Procédure devant la cour :
Par une requête enregistrée le 14 août 2018, Mme A..., représentée par la SCP Couderc-Zouine, demande à la cour :
1°) d'annuler le jugement du 5 juin 2018 du tribunal administratif de Lyon ;
2°) d'annuler pour excès de pouvoir les décisions du préfet du Rhône du 27 juin 2017 ;
3°) d'enjoindre au préfet du Rhône de lui délivrer un certificat de résidence portant la mention " vie privée et familiale " dans le délai d'un mois à compter de la notification de l'arrêt et, à titre subsidiaire, de réexaminer sa demande d'admission exceptionnelle au séjour ;
4°) de mettre à la charge de l'Etat la somme de 1 200 euros en application de l'article L. 761-1 du code de justice administrative et de l'article 37 de la loi du 10 juillet 1991.
Elle soutient que :
Sur la légalité du refus de délivrance d'un titre de séjour :
- le refus de délivrance d'un titre de séjour est entaché d'une erreur manifeste d'appréciation dès lors qu'il appartient au préfet, en vertu de son pouvoir discrétionnaire, d'apprécier l'opportunité d'une régularisation dans le cas où un ressortissant algérien invoque la rupture de la vie commune due à des violences ; elle a transmis un procès-verbal de plainte et des éléments médicaux établissant l'existence de violences exercées par son conjoint ; si, par une ordonnance du 29 août 2016, le juge aux affaires familiales a rejeté sa demande de protection au motif que son époux ne serait plus un danger pour elle, cette ordonnance permet uniquement au juge de prendre des mesures de nature à protéger l'époux exposé à un danger imminent et la décision du juge aux affaires familiales ne peut être invoquée pour relativiser la gravité des violences subies ;
- la décision est entachée d'une méconnaissance de l'article 8 de la convention européenne de sauvegarde des droits de l'homme et des libertés fondamentales compte tenu de sa volonté d'insertion établie par l'exercice d'une activité salariée et de son investissement associatif ; elle a subi des violences conjugales et ne peut retourner vivre en Algérie en raison de sa situation de femme divorcée ;
Sur la légalité de l'obligation de quitter le territoire français :
- la décision méconnaît l'article 8 de la convention européenne de sauvegarde des droits de l'homme et des libertés fondamentales et est entachée d'une erreur manifeste d'appréciation pour les mêmes motifs que précédemment évoqués ;
Sur la légalité de la décision fixant un délai de départ volontaire de trente jours :
- la décision sera annulée par exception d'illégalité de la décision de refus de délivrance d'un titre de séjour et de l'obligation de quitter le territoire français ;
Sur la légalité de la décision fixant le pays de destination :
- la décision sera annulée par exception d'illégalité de la décision de refus de délivrance d'un titre de séjour et de l'obligation de quitter le territoire français ;
Mme A... a été admise au bénéfice de l'aide juridictionnelle totale par une décision du 11 juillet 2018.

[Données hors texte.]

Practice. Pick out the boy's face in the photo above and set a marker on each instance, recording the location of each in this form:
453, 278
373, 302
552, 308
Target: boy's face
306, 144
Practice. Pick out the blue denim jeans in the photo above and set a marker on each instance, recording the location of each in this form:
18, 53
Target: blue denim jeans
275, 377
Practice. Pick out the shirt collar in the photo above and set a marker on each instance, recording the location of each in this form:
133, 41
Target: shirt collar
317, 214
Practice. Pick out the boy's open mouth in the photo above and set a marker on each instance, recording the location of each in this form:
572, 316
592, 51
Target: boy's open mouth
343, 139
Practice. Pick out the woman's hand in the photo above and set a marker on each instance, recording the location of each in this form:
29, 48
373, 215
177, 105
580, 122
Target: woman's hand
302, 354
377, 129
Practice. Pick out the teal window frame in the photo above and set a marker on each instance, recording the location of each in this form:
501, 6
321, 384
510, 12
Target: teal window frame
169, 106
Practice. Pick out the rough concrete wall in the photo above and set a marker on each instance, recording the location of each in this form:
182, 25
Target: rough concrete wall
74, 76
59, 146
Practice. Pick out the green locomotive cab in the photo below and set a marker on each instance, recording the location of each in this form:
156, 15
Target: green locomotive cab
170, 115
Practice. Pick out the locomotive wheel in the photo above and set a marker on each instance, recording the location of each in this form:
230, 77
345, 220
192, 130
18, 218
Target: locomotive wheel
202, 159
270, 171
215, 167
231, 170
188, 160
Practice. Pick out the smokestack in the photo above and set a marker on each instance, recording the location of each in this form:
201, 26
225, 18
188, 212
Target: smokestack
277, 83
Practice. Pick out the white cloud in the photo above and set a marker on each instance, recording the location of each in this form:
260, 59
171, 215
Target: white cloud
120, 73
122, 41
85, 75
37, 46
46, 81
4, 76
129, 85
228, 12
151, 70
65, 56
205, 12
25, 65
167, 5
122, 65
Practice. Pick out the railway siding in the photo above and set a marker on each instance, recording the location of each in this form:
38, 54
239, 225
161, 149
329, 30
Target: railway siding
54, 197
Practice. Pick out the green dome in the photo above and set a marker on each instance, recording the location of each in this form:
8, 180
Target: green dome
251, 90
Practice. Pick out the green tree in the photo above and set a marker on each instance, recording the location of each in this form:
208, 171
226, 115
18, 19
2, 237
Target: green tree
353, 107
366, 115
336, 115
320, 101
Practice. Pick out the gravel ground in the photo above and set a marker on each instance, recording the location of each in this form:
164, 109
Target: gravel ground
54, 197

Vu les autres pièces du dossier ;
Vu :
- la convention européenne de sauvegarde des droits de l'homme et des libertés fondamentales ;
- l'accord franco-algérien du 27 décembre 1968 modifié relatif à la circulation, à l'emploi et au séjour des ressortissants algériens et de leurs familles ;
- le code de l'entrée et du séjour des étrangers et du droit d'asile ;
- la loi n° 914-647du 10 juillet 1991 relative à l'aide juridique ;
- le code de justice administrative.
Le président de la formation de jugement a dispensé le rapporteur public, sur sa proposition, de prononcer des conclusions à l'audience.

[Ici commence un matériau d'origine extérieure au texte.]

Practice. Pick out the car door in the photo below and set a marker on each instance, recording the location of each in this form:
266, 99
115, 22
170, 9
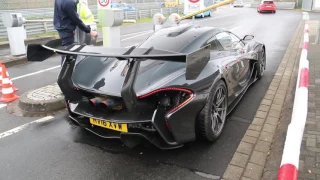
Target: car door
236, 67
242, 62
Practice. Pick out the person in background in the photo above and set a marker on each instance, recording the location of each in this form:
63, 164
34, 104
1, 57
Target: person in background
65, 21
87, 18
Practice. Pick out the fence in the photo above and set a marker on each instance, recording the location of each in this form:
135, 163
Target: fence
44, 27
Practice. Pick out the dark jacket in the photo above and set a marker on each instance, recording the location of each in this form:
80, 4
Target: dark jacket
66, 18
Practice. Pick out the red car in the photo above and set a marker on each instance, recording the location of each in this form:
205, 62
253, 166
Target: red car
267, 6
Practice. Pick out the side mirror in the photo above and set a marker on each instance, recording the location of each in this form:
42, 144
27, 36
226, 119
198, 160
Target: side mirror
248, 37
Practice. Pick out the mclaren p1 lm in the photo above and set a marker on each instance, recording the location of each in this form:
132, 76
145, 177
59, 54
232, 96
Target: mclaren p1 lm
177, 85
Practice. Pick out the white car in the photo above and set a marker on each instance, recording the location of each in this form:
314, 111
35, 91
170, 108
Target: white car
238, 3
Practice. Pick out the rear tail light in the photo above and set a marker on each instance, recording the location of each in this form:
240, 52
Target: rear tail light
170, 98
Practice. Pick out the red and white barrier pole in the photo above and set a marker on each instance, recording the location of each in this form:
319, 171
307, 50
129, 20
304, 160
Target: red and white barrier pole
291, 152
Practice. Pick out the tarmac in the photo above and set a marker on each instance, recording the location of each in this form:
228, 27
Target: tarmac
259, 153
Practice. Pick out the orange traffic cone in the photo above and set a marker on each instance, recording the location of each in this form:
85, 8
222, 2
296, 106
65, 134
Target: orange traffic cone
1, 74
7, 90
4, 71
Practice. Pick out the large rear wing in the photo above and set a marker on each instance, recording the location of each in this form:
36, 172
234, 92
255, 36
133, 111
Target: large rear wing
195, 61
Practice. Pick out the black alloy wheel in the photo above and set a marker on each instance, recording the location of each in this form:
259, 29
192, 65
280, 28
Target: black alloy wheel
213, 116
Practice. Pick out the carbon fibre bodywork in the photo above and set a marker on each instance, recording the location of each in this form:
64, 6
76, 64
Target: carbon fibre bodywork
141, 84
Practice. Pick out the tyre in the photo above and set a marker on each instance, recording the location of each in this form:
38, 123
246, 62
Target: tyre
260, 65
211, 119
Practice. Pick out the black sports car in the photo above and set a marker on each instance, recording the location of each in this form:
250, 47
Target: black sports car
177, 85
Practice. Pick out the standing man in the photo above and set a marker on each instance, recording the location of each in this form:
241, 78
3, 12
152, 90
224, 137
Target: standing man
87, 18
66, 20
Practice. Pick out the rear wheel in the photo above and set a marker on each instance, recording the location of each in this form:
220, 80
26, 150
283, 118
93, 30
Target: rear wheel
213, 116
260, 65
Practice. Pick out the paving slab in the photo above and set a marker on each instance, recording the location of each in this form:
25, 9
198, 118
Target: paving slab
264, 127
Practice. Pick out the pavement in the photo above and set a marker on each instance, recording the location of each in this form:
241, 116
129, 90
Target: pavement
52, 149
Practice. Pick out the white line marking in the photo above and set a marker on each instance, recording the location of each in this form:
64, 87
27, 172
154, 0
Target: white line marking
20, 128
219, 17
38, 72
131, 45
137, 33
305, 16
136, 36
2, 105
232, 29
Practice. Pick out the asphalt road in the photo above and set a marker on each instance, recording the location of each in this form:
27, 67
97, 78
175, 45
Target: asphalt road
56, 150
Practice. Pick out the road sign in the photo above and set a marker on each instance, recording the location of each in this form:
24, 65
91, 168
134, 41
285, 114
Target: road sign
103, 3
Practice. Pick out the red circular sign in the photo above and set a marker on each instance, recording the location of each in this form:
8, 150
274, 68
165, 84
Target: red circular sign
103, 3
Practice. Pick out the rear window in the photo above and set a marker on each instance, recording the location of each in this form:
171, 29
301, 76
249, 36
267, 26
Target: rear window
267, 2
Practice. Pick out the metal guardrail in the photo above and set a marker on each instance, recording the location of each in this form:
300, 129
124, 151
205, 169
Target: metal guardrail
44, 27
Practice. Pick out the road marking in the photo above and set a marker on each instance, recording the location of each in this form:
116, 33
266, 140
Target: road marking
232, 29
131, 45
2, 105
305, 16
136, 36
219, 17
137, 33
20, 128
38, 72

Les parties ont été régulièrement averties du jour de l'audience.
A été entendu au cours de l'audience publique, le rapport de Mme B....
Considérant ce qui suit :
1. Mme A..., ressortissante algérienne née le 18 décembre 1978, est entrée en France le 5 avril 2015 sous couvert d'un passeport revêtu d'un visa de court séjour. Le 19 décembre 2015, elle s'est mariée avec un ressortissant algérien. Le 3 février 2016, son époux a déposé une demande de regroupement familial. Le 10 juin 2016, il a engagé une procédure de divorce et par ordonnance du 19 décembre 2016, le juge aux affaires familiales près le tribunal de grande instance de Lyon a autorisé les époux à introduire l'instance pour que le juge prononce le divorce, a attribué à son époux la jouissance du logement familial et du mobilier et a fixé à 400 euros la pension alimentaire mensuelle à la charge de son époux. Le 26 septembre 2016, Mme A... a sollicité son admission exceptionnelle au séjour en faisant valoir qu'elle avait été victime de violences conjugales. Par décisions du 27 juin 2017, le préfet du Rhône a rejeté sa demande, a abrogé le récépissé de demande de titre de séjour, l'a obligée à quitter le territoire français dans un délai de trente jours et a fixé le pays de renvoi. Mme A... relève appel du jugement du 5 juin 2018 par lequel le tribunal administratif de Lyon a rejeté sa demande tendant à l'annulation des décisions du 27 juin 2017.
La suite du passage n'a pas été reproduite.